But the evidence supporting each of these drug's effectiveness was "limited," and the team concluded there was generally insufficient data concerning pediatric migraine patients to draw firm conclusions.
"It's very discouraging," said Jackson. "I was rather shocked to see, quite frankly, how few studies were done among children with headaches, and that the handful of studies we have suggest that the benefits of these drugs, if any, aren't really big."
Also disturbing is that "these medicines are kind of nasty," he added. "Some cause dry mouth, or fatigue, or problems with concentrating. They're not really medicines you would want your vibrant teen to be on if they're not working."
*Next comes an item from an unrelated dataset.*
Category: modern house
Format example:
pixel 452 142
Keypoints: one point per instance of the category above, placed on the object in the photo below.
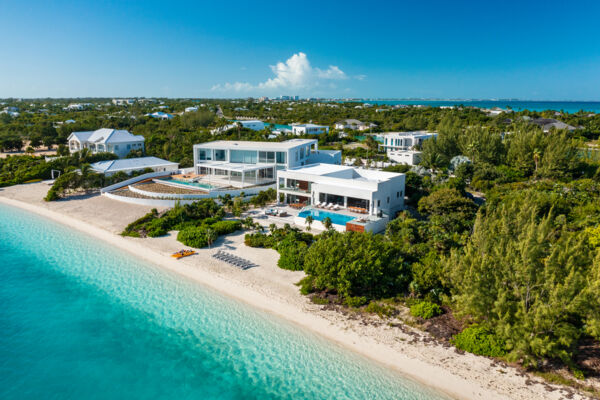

Migraine prevalence increases with age, from 3 percent of preschool children to 11 percent of elementary school kids and 23 percent of high school students, according to background information in the study.
For the pediatric migraine treatment analysis, Dr. William Rodriguez, a pediatrician in the FDA's Office of Pediatric Therapeutics, and colleagues reviewed all relevant data submitted to the FDA between 1999 and 2011 regarding five drugs previously approved for adult migraine treatment. Those drugs included: sumatriptan succinate nasal spray, zolmitriptan, eletriptan hydrobromide, almotriptan malate and rizatriptan benzoate pills.
Seven reviewed studies had been conducted according to rigorous, randomized, placebo-controlled standards, and involved patients between 12 and 17 years old who had a history of migraines lasting at least four hours per incident. Most of the participants were white, and the studies included slightly more girls than boys overall.
As with the headache prevention study, the FDA review found that placebos were often effective in relieving pediatric headaches, with roughly 53 to 58 percent of sugar pill patients experiencing pain relief within two hours of treatment.